Les tensions montent entre Anthropic, un acteur majeur dans le domaine de l’intelligence artificielle, et le Pentagone. Au cœur de cette discorde se trouve la volonté du gouvernement américain d’imposer un usage sans restrictions de l’outil d’IA Claude, ce à quoi Anthropic s’oppose fermement. Cette impasse pourrait avoir de lourdes répercussions pour l’entreprise, notamment si le Département de la Défense met ses menaces à exécution.
L’essentiel à retenir
Anthropic, dirigée par Dario Amodei, a décliné la proposition finale du Pentagone concernant l’utilisation de l’outil d’IA Claude. Selon Amodei, les discussions n’ont mené à « pratiquement aucun progrès », Axios ayant rapporté que le contrat proposé par le gouvernement ne comporte pas de modifications importantes. L’entreprise reste résolue à ne pas céder aux demandes de conditions d’utilisation illimitées pour Claude.
Le département de la Défense des États-Unis souhaite que Claude, le modèle de langage d’Anthropic, soit utilisé sans restrictions, notamment pour des systèmes classifiés.
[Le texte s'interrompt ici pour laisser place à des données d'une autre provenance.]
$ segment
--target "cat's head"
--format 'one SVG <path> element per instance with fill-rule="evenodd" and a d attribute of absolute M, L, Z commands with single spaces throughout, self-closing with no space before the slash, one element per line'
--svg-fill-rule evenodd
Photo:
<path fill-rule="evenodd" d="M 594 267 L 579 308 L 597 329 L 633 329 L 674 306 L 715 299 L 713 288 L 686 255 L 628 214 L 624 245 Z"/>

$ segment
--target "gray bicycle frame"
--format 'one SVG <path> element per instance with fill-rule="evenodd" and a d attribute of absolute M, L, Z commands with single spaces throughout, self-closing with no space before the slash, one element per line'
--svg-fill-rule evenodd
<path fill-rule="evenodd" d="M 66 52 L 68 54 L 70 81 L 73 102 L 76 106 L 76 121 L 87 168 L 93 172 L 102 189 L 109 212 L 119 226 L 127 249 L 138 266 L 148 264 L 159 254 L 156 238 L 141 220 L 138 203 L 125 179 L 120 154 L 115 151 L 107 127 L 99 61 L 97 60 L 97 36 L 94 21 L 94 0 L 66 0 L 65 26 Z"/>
Cependant, Anthropic s’oppose à la construction de robots autonomes pour des attaques ou à l’utilisation de l’IA pour une surveillance de masse, des points de friction majeurs dans les négociations.
Sous la direction de Pete Hegseth, le Pentagone envisage de lourdes représailles si Anthropic ne se plie pas à ses exigences. L’une des menaces consiste à classer l’entreprise comme un « risque pour la chaîne d’approvisionnement », ce qui bloquerait ses relations commerciales avec le gouvernement américain et d’autres fournisseurs du Pentagone.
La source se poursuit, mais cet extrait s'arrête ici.